The final concentration will be carbidopa 0.1 mg/mL-levodopa 1 mg/mL or carbidopa 0.25 mg/mL-levodopa 1 mg/mL and ascorbic acid 2 mg /mL
The solution is stable for 24-48 hours if refrigerated.

Reference:
Kurth MC, Tetrud JW, Irwin I, Lyness WH, Langston JW.
Oral levodopa/carbidopa solution versus tablets in Parkinson's patients with severe fluctuations: a pilot study. Neurology 1993 May;43(5):1036-9 [PubMed] [Related PubMed citations]

28/04/02
Levodopa/carbidopa is also stable in Ora-Plus/Ora-Sweet
Nahata MC, Morosco RS, Leguire LE.
Development of two stable oral suspensions of levodopa-carbidopa for children with amblyopia
J Pediatr Ophthalmol Strabismus 2000 Nov-Dec;37(6):333-7 PubMed

Posted by David Woods [Comments or Feedback]

01/05/01
Levofloxacin
VandenBussche HL, Johnson CE, Fontana EM, Meram JM. Stability of levofloxacin in an extemporaneously compounded oral liquid. Am J Health Syst Pharm 1999;56(22):2316-8
[PubMed Link] [Comments or Feedback]

20/04/01
Sodium Butyrate
Sodium butyrate enemas appear to be beneficial in acute radiation proctitis. In this study, 20 patients with ARP received sodium butyrate 80 mmol/L as a daily 80 mL enema or sodium chloride (placebo) for 3 weeks in a crossover design. A significant improvement in ARP symptom scores was observed with sodium butyrate but not with sodium chloride over the three week treatment period. When the initial placebo recipients were switched to sodium butyrate, 8/9 evaluable patients experienced clinical remission. Three patients initially treated with sodium butyrate relapsed after switching to placebo. No production or stabilty details were provide in the publication.

Reference
Vernia P, Fracasso PL, Casale V, Villotti G, Marcheggiano A, et al.

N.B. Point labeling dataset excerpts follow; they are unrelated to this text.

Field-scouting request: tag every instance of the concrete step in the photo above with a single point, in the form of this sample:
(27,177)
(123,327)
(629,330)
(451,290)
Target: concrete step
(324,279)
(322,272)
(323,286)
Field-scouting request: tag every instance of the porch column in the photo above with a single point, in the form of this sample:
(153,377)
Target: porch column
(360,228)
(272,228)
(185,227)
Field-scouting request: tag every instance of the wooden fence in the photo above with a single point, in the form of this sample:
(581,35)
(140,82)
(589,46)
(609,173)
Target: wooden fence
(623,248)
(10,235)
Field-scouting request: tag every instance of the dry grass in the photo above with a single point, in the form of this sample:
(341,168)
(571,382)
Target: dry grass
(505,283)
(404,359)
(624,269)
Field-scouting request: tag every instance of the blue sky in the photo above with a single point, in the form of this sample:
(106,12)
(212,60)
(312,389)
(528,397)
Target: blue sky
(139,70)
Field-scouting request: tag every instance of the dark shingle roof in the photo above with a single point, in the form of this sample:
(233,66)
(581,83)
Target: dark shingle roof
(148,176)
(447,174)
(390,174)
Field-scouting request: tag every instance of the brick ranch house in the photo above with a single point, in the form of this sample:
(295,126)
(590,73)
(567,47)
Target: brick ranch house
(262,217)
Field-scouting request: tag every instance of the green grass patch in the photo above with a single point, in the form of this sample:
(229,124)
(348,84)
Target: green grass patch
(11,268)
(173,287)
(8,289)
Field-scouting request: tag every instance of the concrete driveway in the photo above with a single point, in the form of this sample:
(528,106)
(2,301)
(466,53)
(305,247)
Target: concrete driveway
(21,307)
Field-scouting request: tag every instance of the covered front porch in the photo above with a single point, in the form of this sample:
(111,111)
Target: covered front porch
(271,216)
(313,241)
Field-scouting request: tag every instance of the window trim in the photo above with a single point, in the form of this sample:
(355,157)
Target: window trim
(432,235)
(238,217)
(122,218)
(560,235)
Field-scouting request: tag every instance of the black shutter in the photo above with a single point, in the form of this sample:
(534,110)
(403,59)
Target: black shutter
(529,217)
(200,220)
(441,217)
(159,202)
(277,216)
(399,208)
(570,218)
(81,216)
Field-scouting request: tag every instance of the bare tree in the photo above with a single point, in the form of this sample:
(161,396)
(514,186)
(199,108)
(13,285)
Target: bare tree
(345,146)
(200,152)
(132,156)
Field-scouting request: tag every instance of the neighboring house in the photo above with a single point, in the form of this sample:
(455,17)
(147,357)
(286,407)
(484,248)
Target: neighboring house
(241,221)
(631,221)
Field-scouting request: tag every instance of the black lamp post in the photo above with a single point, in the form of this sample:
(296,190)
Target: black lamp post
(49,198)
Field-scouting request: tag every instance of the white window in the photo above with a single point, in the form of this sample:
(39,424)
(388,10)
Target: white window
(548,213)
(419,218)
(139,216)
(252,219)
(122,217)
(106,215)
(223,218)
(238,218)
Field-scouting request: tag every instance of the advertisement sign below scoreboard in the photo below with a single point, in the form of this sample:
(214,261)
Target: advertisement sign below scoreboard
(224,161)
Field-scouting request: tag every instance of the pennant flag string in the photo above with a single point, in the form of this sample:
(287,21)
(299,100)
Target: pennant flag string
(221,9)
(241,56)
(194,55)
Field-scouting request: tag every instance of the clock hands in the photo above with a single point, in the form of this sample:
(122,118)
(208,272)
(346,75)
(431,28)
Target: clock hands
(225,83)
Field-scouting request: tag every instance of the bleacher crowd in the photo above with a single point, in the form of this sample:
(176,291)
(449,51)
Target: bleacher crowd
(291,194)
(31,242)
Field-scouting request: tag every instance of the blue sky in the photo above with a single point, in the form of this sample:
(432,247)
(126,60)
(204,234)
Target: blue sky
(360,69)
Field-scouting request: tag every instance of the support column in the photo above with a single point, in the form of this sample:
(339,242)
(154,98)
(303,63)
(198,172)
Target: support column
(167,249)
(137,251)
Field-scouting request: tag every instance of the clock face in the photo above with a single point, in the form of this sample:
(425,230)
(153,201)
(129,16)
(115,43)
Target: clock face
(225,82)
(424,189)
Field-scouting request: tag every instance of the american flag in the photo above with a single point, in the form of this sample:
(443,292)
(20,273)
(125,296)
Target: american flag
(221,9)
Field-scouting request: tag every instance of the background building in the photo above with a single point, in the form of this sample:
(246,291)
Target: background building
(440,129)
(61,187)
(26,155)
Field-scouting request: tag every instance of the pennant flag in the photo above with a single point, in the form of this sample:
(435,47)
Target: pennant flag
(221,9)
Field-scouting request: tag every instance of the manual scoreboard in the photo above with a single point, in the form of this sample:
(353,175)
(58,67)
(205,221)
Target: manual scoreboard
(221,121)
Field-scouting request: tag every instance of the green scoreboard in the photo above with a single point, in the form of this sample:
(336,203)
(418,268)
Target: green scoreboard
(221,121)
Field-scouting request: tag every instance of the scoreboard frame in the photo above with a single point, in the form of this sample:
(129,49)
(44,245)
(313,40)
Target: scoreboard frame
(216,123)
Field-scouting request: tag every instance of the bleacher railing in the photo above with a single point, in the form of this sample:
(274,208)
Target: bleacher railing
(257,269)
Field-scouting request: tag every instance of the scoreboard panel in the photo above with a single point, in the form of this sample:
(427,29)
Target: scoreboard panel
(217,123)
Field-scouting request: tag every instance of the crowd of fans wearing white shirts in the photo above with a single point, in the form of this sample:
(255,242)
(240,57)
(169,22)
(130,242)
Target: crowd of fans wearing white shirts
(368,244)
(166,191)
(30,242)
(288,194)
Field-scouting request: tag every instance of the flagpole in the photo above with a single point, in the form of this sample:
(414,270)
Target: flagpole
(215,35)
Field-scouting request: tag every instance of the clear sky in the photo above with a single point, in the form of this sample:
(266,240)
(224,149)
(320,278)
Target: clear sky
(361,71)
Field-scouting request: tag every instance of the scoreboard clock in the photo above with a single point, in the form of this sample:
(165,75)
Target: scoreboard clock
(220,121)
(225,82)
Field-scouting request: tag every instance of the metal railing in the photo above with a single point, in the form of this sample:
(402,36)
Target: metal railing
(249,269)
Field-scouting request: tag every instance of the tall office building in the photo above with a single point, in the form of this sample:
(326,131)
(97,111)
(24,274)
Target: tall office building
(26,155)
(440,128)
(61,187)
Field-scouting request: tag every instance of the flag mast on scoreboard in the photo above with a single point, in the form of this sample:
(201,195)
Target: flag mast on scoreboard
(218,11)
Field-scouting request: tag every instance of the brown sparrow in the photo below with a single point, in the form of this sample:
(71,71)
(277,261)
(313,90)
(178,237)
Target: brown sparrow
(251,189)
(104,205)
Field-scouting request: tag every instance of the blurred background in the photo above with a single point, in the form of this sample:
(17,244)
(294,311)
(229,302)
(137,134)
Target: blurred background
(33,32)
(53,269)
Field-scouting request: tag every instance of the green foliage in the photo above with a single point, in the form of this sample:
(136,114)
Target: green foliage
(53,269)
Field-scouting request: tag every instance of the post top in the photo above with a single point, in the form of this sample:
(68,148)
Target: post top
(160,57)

Topical butyrate for acute radiation proctitis: randomised, crossover trial. Lancet 356: 1232-1235, 7 Oct 2000
[Comments or Feedback]

18/04/01
Hydroxychloroquine
An oral liquid made from hydroxychloroquine will have an extremely bitter taste. No formal stability studies have been located. If you are using the sulphate salt this is freely soluble in water so there is no real need for a suspending agent such as methylcellulose. A base of 40 % glycerol (sweet but no tooth decay) and water with 0.1 % parabens could be used. Then I suggest that this simple mixture is added to the child's favorite drink immediately prior to administration. A range of flavours could be tried in an attempt to make the mixture palatable. This simple mixture (ie without the flavour) should be stable for 30 days if protected from light and refrigerated.
Formula suggested by David Woods [Comments or Feedback]
There is also a formula in "Trissel's Stability of Compounded Formulations" from an article by Pesko in Am Druggist 1993:207:57. A 50:50 mixture of Ora-Plus and water was used for the base and a 30 day expiry date suggested in the absence of stability testing.